As the door swung closed, Garrick called, “Savannah—”
“Leave her be, man,” Rhian said.
She wanted to turn back. To fling herself into Garrick’s arms and cry all over him. But it was too late.
At least she hadn’t gotten attached. Much.
Garrick cursed under his breath as Savannah drove out of the lot. Thanks to Bobby Fuckhead Kramer, she hadn’t felt safe for a month, and now this.
His hands curled into fists. For his professional reputation—not to mention his criminal record—he needed to avoid Bobby for a while.
“I’ll be back,” he said, though he didn’t move.
Rhian stared out at the parking lot like he might drive away too. “Yeah. I’ll see you in the gym later?”
Garrick nodded, not really sure what the hell he was going to do, but vaguely aware that he did have to come back to do his conditioning, his stretches. Ice. Heat. Go through the routine of a game day and get out on the ice. He had to play, and play well.
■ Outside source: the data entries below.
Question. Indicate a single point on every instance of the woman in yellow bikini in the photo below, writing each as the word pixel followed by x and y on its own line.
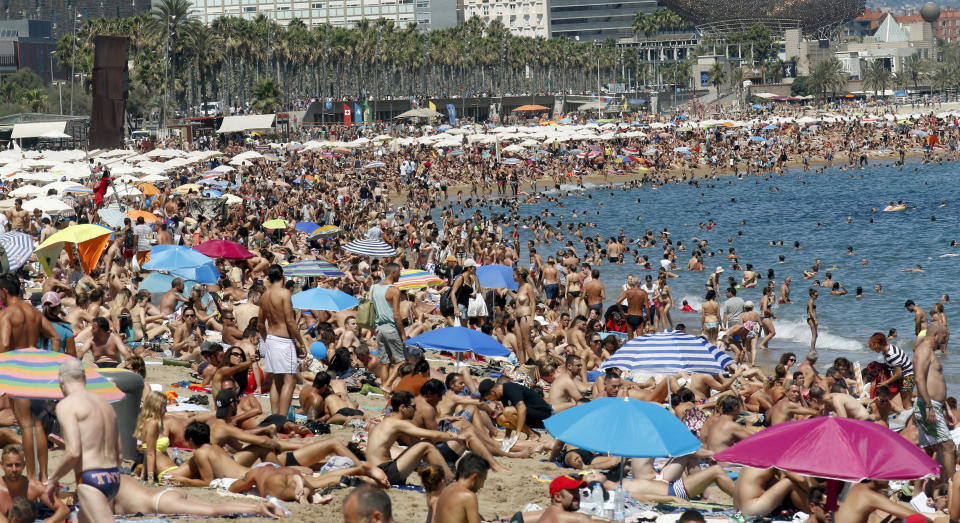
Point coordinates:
pixel 153 438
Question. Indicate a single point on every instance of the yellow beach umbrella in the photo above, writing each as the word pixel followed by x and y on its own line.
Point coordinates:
pixel 276 223
pixel 90 240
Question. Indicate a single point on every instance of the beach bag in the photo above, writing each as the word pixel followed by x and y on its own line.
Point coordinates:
pixel 446 304
pixel 367 314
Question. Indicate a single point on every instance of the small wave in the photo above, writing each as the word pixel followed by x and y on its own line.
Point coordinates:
pixel 799 332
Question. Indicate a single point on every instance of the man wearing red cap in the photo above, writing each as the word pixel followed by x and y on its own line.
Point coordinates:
pixel 564 501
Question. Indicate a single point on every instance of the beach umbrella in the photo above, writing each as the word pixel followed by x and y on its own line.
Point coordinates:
pixel 159 283
pixel 326 230
pixel 148 217
pixel 531 107
pixel 623 427
pixel 837 448
pixel 90 241
pixel 460 339
pixel 415 279
pixel 668 352
pixel 148 189
pixel 497 276
pixel 206 274
pixel 321 299
pixel 307 227
pixel 175 257
pixel 112 217
pixel 224 249
pixel 312 268
pixel 275 224
pixel 35 374
pixel 370 247
pixel 18 246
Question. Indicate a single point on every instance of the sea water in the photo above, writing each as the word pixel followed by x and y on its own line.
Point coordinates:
pixel 807 207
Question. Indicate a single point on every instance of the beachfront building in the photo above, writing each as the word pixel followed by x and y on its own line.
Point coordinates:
pixel 427 14
pixel 62 13
pixel 521 17
pixel 595 20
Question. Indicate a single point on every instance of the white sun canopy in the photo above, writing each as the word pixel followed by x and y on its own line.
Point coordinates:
pixel 248 122
pixel 37 129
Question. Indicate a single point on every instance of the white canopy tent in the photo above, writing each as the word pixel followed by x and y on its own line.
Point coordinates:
pixel 37 129
pixel 248 122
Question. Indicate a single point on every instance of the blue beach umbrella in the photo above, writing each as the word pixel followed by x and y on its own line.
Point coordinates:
pixel 320 299
pixel 623 427
pixel 170 257
pixel 460 339
pixel 669 352
pixel 19 246
pixel 497 276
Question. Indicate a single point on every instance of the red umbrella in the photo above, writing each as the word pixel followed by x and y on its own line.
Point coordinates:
pixel 839 449
pixel 224 249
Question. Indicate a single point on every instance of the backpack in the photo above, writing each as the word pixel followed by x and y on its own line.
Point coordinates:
pixel 446 304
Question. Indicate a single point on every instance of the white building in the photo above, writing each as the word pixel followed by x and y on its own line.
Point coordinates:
pixel 427 14
pixel 521 17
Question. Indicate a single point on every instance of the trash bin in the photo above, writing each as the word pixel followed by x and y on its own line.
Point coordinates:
pixel 127 409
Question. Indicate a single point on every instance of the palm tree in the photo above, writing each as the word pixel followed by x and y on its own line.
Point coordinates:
pixel 35 99
pixel 876 77
pixel 717 75
pixel 828 76
pixel 266 96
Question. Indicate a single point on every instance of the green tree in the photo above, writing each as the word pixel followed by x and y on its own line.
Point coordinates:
pixel 266 96
pixel 717 75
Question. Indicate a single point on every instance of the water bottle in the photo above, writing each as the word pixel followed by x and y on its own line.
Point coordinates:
pixel 279 504
pixel 596 496
pixel 619 504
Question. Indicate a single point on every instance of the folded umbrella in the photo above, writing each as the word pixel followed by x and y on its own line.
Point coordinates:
pixel 496 276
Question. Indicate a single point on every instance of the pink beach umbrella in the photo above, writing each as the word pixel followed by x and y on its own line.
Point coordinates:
pixel 839 449
pixel 224 249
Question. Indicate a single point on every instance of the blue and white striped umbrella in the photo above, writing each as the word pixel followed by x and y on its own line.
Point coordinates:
pixel 668 352
pixel 19 247
pixel 370 247
pixel 308 268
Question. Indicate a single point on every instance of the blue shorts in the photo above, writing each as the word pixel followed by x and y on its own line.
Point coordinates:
pixel 106 481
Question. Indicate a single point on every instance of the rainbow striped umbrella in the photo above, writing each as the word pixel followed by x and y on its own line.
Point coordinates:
pixel 34 374
pixel 415 279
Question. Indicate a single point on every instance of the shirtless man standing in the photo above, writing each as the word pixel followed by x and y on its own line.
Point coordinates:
pixel 722 430
pixel 919 318
pixel 281 340
pixel 930 414
pixel 89 429
pixel 458 502
pixel 594 293
pixel 20 327
pixel 789 406
pixel 844 405
pixel 636 307
pixel 565 391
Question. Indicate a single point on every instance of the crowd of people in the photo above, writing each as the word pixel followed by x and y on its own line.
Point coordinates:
pixel 447 213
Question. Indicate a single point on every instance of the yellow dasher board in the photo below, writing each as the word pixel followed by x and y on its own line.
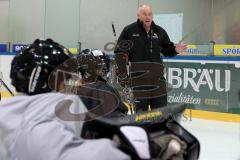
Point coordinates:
pixel 226 50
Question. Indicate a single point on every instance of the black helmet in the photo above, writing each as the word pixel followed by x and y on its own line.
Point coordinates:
pixel 31 67
pixel 102 62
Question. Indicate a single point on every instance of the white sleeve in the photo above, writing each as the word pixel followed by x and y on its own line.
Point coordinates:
pixel 52 140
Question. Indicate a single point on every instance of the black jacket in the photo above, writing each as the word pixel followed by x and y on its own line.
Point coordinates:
pixel 146 46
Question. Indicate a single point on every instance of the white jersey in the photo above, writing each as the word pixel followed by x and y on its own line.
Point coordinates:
pixel 30 130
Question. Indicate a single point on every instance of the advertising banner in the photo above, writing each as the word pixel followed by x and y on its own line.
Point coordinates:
pixel 226 50
pixel 209 86
pixel 198 50
pixel 3 47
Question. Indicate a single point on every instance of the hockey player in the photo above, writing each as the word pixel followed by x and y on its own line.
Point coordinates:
pixel 28 123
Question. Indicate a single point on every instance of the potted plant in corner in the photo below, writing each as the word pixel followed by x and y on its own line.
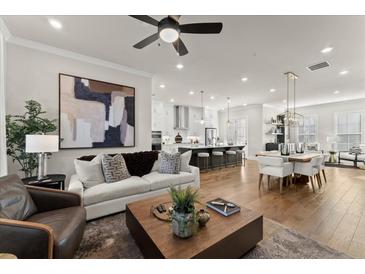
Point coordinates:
pixel 184 217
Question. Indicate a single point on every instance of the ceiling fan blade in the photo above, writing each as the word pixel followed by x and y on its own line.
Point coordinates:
pixel 180 47
pixel 175 17
pixel 145 18
pixel 201 28
pixel 145 42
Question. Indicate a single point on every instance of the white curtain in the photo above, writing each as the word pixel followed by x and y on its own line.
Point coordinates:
pixel 3 158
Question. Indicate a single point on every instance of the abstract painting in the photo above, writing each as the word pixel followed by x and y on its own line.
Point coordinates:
pixel 95 114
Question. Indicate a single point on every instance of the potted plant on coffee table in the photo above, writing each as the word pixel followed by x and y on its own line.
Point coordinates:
pixel 184 217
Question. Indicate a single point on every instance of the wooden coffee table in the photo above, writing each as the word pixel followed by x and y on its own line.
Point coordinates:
pixel 222 237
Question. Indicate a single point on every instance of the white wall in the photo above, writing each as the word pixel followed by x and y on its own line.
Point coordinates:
pixel 254 115
pixel 33 74
pixel 326 117
pixel 3 162
pixel 163 120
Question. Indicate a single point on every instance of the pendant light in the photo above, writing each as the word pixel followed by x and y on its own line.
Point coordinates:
pixel 228 121
pixel 202 107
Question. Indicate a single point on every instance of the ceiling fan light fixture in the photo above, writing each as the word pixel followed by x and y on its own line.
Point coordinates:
pixel 169 35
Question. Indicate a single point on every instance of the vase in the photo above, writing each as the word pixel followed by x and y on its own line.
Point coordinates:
pixel 203 217
pixel 183 224
pixel 178 138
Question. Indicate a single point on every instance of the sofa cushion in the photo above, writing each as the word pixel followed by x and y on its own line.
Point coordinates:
pixel 158 180
pixel 185 161
pixel 114 168
pixel 105 192
pixel 68 225
pixel 90 173
pixel 138 163
pixel 170 163
pixel 15 201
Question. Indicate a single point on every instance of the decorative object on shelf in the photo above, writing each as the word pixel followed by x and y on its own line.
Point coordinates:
pixel 284 149
pixel 299 147
pixel 95 114
pixel 292 119
pixel 42 145
pixel 202 108
pixel 184 217
pixel 203 217
pixel 178 138
pixel 18 126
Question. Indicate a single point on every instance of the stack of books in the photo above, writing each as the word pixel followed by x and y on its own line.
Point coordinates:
pixel 223 207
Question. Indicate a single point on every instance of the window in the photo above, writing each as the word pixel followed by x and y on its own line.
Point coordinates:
pixel 307 132
pixel 348 130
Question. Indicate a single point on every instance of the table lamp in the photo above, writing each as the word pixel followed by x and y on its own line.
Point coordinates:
pixel 41 144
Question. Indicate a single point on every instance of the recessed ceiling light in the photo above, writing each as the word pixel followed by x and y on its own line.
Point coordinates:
pixel 327 49
pixel 55 23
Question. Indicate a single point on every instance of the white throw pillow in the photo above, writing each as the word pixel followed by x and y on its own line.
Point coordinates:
pixel 184 161
pixel 90 173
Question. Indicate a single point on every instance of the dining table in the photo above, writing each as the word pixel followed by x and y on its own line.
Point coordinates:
pixel 305 157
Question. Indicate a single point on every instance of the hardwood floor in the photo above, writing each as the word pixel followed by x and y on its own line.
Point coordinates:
pixel 334 215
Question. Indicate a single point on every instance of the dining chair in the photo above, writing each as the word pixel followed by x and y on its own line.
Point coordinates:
pixel 310 169
pixel 274 166
pixel 325 158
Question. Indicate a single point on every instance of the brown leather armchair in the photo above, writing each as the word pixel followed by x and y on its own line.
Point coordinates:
pixel 54 231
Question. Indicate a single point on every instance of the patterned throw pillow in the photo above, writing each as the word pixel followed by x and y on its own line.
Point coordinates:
pixel 114 168
pixel 170 163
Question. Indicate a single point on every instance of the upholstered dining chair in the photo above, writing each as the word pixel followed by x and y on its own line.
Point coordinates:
pixel 310 169
pixel 274 166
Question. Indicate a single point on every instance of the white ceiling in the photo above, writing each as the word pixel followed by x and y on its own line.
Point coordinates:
pixel 261 48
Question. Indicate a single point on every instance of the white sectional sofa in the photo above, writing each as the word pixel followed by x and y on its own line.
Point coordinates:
pixel 107 198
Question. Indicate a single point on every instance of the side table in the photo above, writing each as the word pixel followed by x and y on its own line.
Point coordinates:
pixel 56 181
pixel 333 157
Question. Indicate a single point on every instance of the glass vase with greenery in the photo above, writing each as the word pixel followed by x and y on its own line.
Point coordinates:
pixel 18 126
pixel 184 218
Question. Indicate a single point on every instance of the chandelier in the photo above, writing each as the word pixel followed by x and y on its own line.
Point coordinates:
pixel 291 117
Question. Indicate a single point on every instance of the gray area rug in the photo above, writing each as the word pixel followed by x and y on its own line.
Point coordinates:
pixel 109 238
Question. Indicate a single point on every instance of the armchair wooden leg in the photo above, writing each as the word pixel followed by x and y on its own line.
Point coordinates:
pixel 324 176
pixel 311 179
pixel 260 180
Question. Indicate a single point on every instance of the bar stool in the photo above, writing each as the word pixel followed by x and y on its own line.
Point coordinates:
pixel 232 154
pixel 205 157
pixel 217 155
pixel 240 153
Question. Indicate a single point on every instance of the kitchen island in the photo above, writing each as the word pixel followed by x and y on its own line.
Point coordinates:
pixel 209 149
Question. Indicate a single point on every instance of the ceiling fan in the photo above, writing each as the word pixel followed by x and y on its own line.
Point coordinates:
pixel 169 31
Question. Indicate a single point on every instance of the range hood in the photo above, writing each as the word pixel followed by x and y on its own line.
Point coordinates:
pixel 181 117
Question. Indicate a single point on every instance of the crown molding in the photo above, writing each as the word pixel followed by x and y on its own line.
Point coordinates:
pixel 76 56
pixel 66 53
pixel 4 30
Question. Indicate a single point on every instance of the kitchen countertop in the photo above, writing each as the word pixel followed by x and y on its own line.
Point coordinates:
pixel 207 147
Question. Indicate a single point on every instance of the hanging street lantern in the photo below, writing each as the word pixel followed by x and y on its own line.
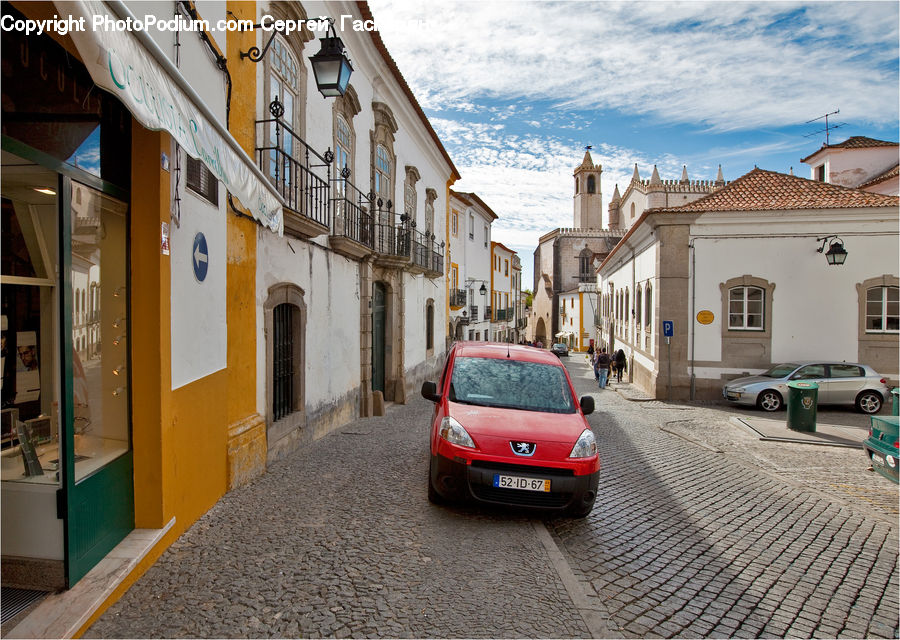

He owed Moncton and his teammates that much.
> And he might as well enjoy it while it lasted.
He was the only person who might actually lose his job faster than Savannah, if only because Bobby would want to keep her around so he could assault her again at his leisure.
That thought got Garrick moving. Jamming the door open, he jogged to his car.
Fuck, he had to do something.
He fished his cell phone out of his pocket and checked his email automatically, belatedly realizing why he had not received a message from Reese Lamont about his business plan.
He allowed himself to feel humiliated by his own stupidity and wide-eyed optimism for thirty seconds while he started the car and drove out of the lot. Then he pulled up the contact he’d programmed in only a few days before and hit SEND.
It only rang once. “Yes?”
The first time Reese Lamont’s personal assistant had answered the phone like this, Garrick had thought it was strange. Mysterious and aloof. Now it just irritated the shit out of him.
“Garrick LeBlanc for Mr. Lamont.”
“Yes, Mr. LeBlanc. He is expecting your call.”
Garrick blinked. He used the few seconds he was on hold to pull into a Tim Horton’s and throw his truck into park.
“Garrick?”
“Mr. Lamont.”
A pause. “That mad, are you?”
Garrick considered his response carefully. “Not mad. Disappointed.”
Reese sighed audibly over the phone line. “If it’s any consolation, I didn’t get your business plan until after the offer was in to me and the league. In truth, I didn’t expect anyone to offer this much—neither did the league. Turning it down would make me appear insane.”
Seemed like a trivial concern from somebody who was rumored not to have left his house in a decade. Garrick fought his anger and held his tongue, focusing on what Reese had implied. “Do you want to turn down the offer?”
“Honestly? Yes. Robert Kramer is a bastard. A dirty, crooked bastard.”
Garrick blinked. “He is?”
“Aren’t you from Moncton?” Reese asked. “I would have thought you’d at least heard the rumors.”